Bill ordered a bacon cheeseburger and fries. "It tastes good and I like the atmosphere with all the planes because I was in the Air Force," he said, serving from 1979 to 1983. He is originally from Coal City in Owen County, before his family moved to Colorado. He has since returned to the Wabash Valley.
The airport granted a one-year lease for the new cafe in November. That lease can be extended up to four consecutive one-year terms.
The Corsair Cafe replaces the Fly-In Cafe which closed Oct. 31, 2019.
"They did a soft opening on New Year's eve and it has been crowded," Airport Executive Director Jeff Hauser said of the new cafe.
"They moved some retail around and increased the restaurant area, so it has worked out well," Hauser said. "It is nice to see crowds in here again and is nice to have coffee here where I don't have to drive away to get it. I know it is new, but they have a different way of marketing with social media, and crowds have come," Hauser said.
Ethan Malavolti, who along with his wife Emily, own Malavolti Aviation Services, said the company sought to "try to get more visible and get into the terminal building. We decided to incorporate the coffee shop and cafe portion into it because I think it is a good mix. It is not something that you see all the time at airports. It is not just the community traffic, but the flying traffic that will come here," he said.
"I have a big network of people all over the United States. We already had people two or three states away say they will come fly over here to the get the $100 hamburger," Malavolti said. "The $100 hamburger is you pay more to bring your airplane over, and you spend more on gas, so they call it the $100 hamburger."
The restaurant has 18 seats along a countertop next to a window, with electrical outlets and free Wi-Fi. Also the restaurant has table seating for 52 people, plus overflow seating for 20 people that extends into a public seating area just outside the doors of the restaurant and retail area.

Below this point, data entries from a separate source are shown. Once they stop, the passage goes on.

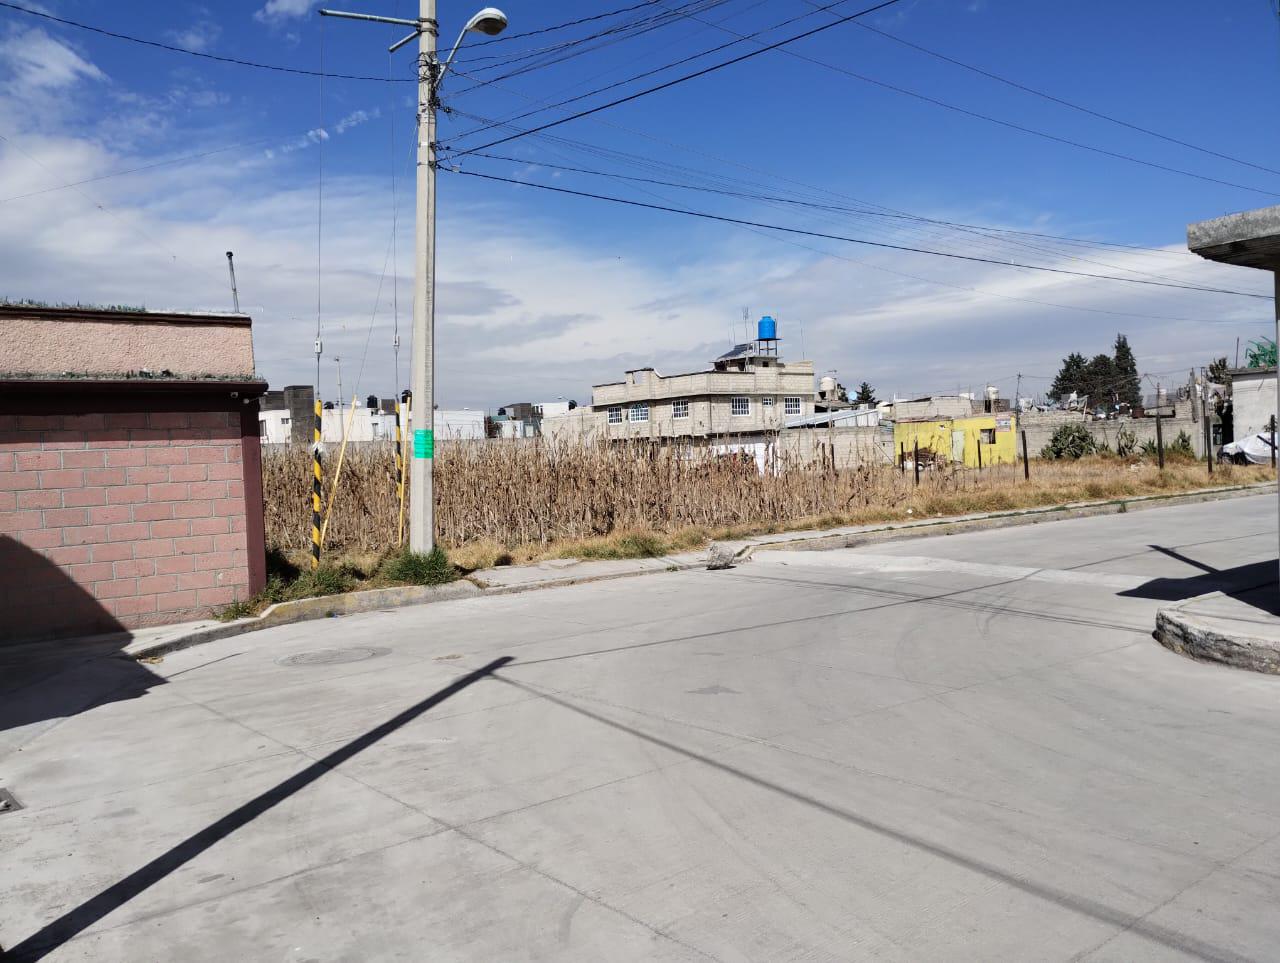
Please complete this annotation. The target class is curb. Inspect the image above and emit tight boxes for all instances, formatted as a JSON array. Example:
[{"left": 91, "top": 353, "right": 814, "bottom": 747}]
[
  {"left": 124, "top": 481, "right": 1273, "bottom": 661},
  {"left": 749, "top": 482, "right": 1272, "bottom": 554},
  {"left": 1156, "top": 597, "right": 1280, "bottom": 675}
]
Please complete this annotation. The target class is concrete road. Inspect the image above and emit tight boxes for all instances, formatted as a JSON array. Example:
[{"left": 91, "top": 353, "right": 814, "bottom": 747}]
[{"left": 3, "top": 495, "right": 1279, "bottom": 961}]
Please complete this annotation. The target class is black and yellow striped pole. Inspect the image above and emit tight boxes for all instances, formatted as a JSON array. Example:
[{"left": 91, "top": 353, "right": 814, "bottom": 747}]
[
  {"left": 393, "top": 400, "right": 405, "bottom": 547},
  {"left": 311, "top": 399, "right": 322, "bottom": 570}
]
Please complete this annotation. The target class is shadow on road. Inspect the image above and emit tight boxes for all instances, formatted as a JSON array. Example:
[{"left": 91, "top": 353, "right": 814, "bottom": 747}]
[
  {"left": 0, "top": 537, "right": 164, "bottom": 737},
  {"left": 493, "top": 670, "right": 1247, "bottom": 963},
  {"left": 4, "top": 657, "right": 513, "bottom": 962},
  {"left": 1118, "top": 546, "right": 1280, "bottom": 615}
]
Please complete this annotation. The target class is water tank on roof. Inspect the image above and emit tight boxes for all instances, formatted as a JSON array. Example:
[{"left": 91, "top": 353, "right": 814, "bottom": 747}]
[
  {"left": 819, "top": 375, "right": 837, "bottom": 396},
  {"left": 757, "top": 315, "right": 777, "bottom": 341}
]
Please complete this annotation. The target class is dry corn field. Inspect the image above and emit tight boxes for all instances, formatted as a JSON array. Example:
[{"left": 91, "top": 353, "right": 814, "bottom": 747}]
[{"left": 261, "top": 440, "right": 1274, "bottom": 562}]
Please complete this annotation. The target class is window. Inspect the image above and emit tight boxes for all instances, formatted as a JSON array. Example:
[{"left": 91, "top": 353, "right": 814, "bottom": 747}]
[
  {"left": 784, "top": 396, "right": 803, "bottom": 416},
  {"left": 731, "top": 396, "right": 750, "bottom": 417},
  {"left": 607, "top": 406, "right": 622, "bottom": 425},
  {"left": 672, "top": 399, "right": 689, "bottom": 419},
  {"left": 762, "top": 396, "right": 774, "bottom": 408},
  {"left": 629, "top": 402, "right": 649, "bottom": 422},
  {"left": 980, "top": 428, "right": 996, "bottom": 444},
  {"left": 280, "top": 417, "right": 291, "bottom": 425}
]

Additionally, if a larger space is need, the restaurant can use a nearby meeting room.
The restaurant and retail area is open from 6:30 a.m. to 9 p.m. Monday to Saturday and from 11 a.m. to 7 p.m. Sunday.

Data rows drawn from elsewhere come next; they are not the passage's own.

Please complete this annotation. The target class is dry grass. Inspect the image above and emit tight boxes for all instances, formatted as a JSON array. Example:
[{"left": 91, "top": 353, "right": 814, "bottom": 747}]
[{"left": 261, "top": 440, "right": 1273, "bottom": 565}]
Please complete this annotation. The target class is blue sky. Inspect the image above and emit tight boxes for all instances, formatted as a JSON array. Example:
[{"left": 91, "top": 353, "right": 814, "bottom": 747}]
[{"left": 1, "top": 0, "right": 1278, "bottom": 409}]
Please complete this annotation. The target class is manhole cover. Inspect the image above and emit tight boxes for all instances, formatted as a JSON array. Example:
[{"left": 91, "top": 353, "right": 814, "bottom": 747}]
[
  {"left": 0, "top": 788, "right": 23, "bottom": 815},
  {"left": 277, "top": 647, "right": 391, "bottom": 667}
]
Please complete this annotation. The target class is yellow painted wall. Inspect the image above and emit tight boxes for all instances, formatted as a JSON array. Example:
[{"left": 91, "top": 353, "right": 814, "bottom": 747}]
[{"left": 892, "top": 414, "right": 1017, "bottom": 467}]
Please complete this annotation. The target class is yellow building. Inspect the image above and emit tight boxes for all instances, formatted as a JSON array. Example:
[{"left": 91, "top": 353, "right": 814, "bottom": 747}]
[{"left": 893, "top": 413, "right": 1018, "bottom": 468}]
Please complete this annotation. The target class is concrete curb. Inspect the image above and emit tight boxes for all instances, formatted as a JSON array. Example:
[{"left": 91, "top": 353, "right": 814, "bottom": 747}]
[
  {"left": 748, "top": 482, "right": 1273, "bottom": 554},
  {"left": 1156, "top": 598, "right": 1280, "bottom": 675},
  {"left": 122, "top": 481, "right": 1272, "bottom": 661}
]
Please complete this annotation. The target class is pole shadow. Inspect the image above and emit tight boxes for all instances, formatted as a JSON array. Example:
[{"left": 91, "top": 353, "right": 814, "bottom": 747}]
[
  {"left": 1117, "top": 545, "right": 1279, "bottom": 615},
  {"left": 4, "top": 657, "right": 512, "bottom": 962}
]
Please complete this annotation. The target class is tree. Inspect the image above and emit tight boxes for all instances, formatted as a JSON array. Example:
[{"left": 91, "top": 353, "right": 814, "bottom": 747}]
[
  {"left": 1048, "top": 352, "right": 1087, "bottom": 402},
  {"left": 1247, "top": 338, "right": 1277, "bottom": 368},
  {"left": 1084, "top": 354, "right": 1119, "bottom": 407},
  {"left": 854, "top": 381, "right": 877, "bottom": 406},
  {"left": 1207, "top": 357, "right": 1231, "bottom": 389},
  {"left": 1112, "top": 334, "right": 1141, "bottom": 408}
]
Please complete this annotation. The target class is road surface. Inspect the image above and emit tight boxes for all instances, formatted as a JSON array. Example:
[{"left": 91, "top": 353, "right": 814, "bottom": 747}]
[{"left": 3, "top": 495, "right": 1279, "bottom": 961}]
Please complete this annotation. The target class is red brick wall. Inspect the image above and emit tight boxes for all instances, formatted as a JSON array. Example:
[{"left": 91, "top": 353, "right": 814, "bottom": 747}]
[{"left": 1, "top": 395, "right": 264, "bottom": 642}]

Ames, executive chef, said the restaurant will serve breakfast daily until 10:30 a.m. That includes breakfast sandwiches, breakfast platter, biscuits and gravy, breakfast burritos and breakfast pizza.
Other food items range from burgers, pork tenderloin, sandwiches and wraps to salads. Pastries such as blackberry cinnamon or expresso mocha cinnamon rolls, muffins, coffee cakes, scones and bagels are available.

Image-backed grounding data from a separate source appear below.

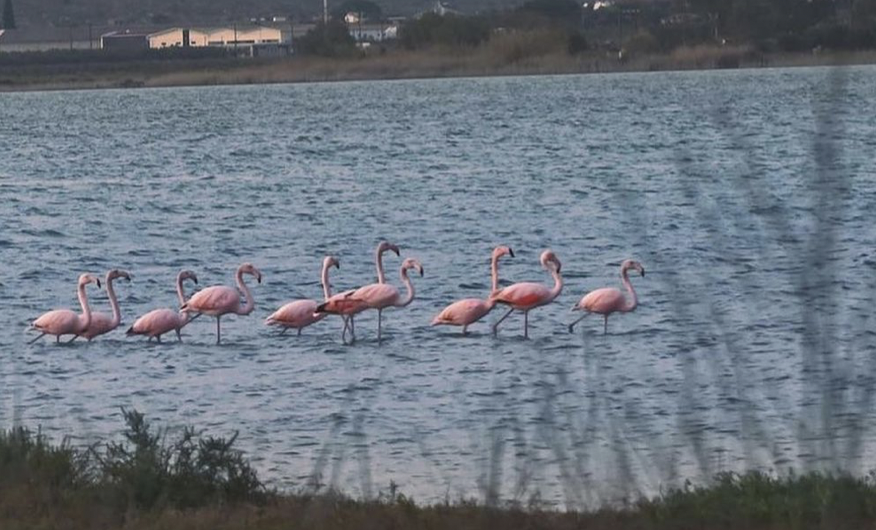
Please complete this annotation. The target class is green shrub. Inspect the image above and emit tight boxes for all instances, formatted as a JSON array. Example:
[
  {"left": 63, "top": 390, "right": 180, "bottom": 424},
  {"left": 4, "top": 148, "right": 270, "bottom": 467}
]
[
  {"left": 400, "top": 13, "right": 490, "bottom": 50},
  {"left": 296, "top": 20, "right": 358, "bottom": 57},
  {"left": 0, "top": 409, "right": 266, "bottom": 514}
]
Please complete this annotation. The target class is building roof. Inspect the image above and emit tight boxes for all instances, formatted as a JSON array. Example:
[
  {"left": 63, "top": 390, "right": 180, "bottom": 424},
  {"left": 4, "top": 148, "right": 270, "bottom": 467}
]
[{"left": 101, "top": 30, "right": 152, "bottom": 39}]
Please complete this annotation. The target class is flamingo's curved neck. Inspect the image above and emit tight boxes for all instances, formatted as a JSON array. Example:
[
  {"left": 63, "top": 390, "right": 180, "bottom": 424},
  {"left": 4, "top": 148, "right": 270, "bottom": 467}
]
[
  {"left": 621, "top": 268, "right": 638, "bottom": 312},
  {"left": 376, "top": 247, "right": 389, "bottom": 284},
  {"left": 321, "top": 262, "right": 333, "bottom": 300},
  {"left": 490, "top": 253, "right": 501, "bottom": 294},
  {"left": 176, "top": 275, "right": 193, "bottom": 325},
  {"left": 397, "top": 268, "right": 415, "bottom": 308},
  {"left": 105, "top": 275, "right": 122, "bottom": 328},
  {"left": 77, "top": 282, "right": 92, "bottom": 331},
  {"left": 547, "top": 266, "right": 563, "bottom": 303},
  {"left": 236, "top": 270, "right": 256, "bottom": 315},
  {"left": 175, "top": 274, "right": 188, "bottom": 307}
]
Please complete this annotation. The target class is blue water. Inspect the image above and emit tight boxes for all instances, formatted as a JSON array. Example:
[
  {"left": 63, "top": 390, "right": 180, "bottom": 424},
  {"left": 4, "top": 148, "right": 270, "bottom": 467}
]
[{"left": 1, "top": 67, "right": 876, "bottom": 508}]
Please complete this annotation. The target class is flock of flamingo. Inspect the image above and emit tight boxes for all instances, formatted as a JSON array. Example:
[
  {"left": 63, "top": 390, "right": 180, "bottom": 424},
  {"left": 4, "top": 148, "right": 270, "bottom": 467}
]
[{"left": 27, "top": 241, "right": 645, "bottom": 345}]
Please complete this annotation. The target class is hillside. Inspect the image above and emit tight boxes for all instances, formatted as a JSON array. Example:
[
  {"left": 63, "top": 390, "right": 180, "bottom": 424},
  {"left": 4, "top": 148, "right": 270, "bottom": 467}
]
[{"left": 6, "top": 0, "right": 520, "bottom": 28}]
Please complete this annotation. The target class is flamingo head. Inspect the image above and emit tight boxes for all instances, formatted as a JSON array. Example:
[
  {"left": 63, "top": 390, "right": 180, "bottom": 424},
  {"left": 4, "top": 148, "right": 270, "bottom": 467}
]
[
  {"left": 239, "top": 263, "right": 263, "bottom": 284},
  {"left": 78, "top": 273, "right": 102, "bottom": 289},
  {"left": 323, "top": 255, "right": 340, "bottom": 270},
  {"left": 402, "top": 258, "right": 424, "bottom": 277},
  {"left": 179, "top": 270, "right": 198, "bottom": 284},
  {"left": 108, "top": 269, "right": 132, "bottom": 282},
  {"left": 378, "top": 241, "right": 400, "bottom": 256},
  {"left": 540, "top": 250, "right": 561, "bottom": 273},
  {"left": 493, "top": 245, "right": 515, "bottom": 260},
  {"left": 621, "top": 259, "right": 645, "bottom": 277}
]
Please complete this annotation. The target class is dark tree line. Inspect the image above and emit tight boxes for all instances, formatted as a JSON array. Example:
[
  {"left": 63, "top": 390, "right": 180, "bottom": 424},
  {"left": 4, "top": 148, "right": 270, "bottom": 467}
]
[
  {"left": 686, "top": 0, "right": 876, "bottom": 50},
  {"left": 298, "top": 0, "right": 876, "bottom": 57},
  {"left": 2, "top": 0, "right": 15, "bottom": 29}
]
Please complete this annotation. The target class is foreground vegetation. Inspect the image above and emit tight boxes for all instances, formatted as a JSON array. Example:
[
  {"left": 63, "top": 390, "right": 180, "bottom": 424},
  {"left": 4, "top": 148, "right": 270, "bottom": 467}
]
[
  {"left": 3, "top": 411, "right": 876, "bottom": 529},
  {"left": 2, "top": 44, "right": 874, "bottom": 93}
]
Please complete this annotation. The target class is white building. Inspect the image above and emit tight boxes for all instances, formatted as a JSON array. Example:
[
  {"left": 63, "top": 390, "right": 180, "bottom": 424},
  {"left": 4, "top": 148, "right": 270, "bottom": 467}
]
[
  {"left": 147, "top": 26, "right": 283, "bottom": 49},
  {"left": 347, "top": 22, "right": 399, "bottom": 42}
]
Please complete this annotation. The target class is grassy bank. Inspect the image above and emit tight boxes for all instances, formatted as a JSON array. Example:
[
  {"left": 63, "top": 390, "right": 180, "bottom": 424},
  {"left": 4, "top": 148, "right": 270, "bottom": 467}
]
[
  {"left": 3, "top": 411, "right": 876, "bottom": 529},
  {"left": 1, "top": 45, "right": 875, "bottom": 92}
]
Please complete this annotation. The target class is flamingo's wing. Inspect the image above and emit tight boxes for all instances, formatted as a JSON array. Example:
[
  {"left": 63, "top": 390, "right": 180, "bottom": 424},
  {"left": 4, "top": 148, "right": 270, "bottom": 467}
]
[
  {"left": 320, "top": 296, "right": 369, "bottom": 315},
  {"left": 432, "top": 298, "right": 489, "bottom": 326},
  {"left": 492, "top": 282, "right": 551, "bottom": 310},
  {"left": 130, "top": 308, "right": 180, "bottom": 336},
  {"left": 353, "top": 283, "right": 399, "bottom": 309},
  {"left": 580, "top": 287, "right": 625, "bottom": 314},
  {"left": 33, "top": 309, "right": 79, "bottom": 335},
  {"left": 266, "top": 300, "right": 318, "bottom": 326},
  {"left": 83, "top": 312, "right": 116, "bottom": 338},
  {"left": 184, "top": 286, "right": 239, "bottom": 313}
]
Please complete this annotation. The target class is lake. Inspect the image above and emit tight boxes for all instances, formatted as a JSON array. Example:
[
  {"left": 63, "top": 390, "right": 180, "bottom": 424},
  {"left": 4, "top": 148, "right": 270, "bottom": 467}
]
[{"left": 1, "top": 66, "right": 875, "bottom": 509}]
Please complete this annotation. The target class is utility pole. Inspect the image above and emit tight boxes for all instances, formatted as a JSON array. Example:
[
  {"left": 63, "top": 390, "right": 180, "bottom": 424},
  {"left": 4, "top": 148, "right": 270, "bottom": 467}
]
[{"left": 323, "top": 0, "right": 328, "bottom": 24}]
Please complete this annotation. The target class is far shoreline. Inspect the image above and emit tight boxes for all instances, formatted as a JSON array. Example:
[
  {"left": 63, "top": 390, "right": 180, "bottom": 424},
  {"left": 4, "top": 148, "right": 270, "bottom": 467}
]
[{"left": 1, "top": 47, "right": 874, "bottom": 93}]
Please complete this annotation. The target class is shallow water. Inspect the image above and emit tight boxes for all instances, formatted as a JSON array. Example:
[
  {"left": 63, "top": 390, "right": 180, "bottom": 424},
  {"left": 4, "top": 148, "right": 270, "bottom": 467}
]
[{"left": 1, "top": 67, "right": 876, "bottom": 508}]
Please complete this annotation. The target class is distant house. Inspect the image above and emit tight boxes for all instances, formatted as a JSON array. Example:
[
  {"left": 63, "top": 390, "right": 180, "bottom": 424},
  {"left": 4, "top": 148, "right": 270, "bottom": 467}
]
[
  {"left": 101, "top": 30, "right": 150, "bottom": 52},
  {"left": 347, "top": 22, "right": 398, "bottom": 42},
  {"left": 147, "top": 26, "right": 284, "bottom": 49},
  {"left": 0, "top": 24, "right": 293, "bottom": 56},
  {"left": 660, "top": 12, "right": 705, "bottom": 27},
  {"left": 144, "top": 25, "right": 291, "bottom": 55}
]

"Everyone is receiving this really well. There is also the personal pan pizza, which is seven inches, but loaded. All the sauces are made in house, from scratch," Ames said.
"We also hope to have a garden here in the summer for fresh items," Ames said. The restaurant also hopes to use an outdoor patio in the spring and summer months to host events.
Malavolti said he got the name for the cafe from his love for the Corsair, designed and operated as a carrier-based aircraft entering service in World War II and the Korean War.
"Growing up, it was my father's favorite airplane and I grew up watching "McHale's Navy" and "Baa Baa Black Sheep," so I got the bug for Corsairs at an early age," Malavolti said. Additionally, he pilots a B-25 Mitchell, a World War II bomber, and a T-6 Texan, a single-engine advanced trainer aircraft also flown during World War II, for a military museum based in Minnesota.
"I travel there to fly them and we do rides and fly all over the United States to do ride programs," he said.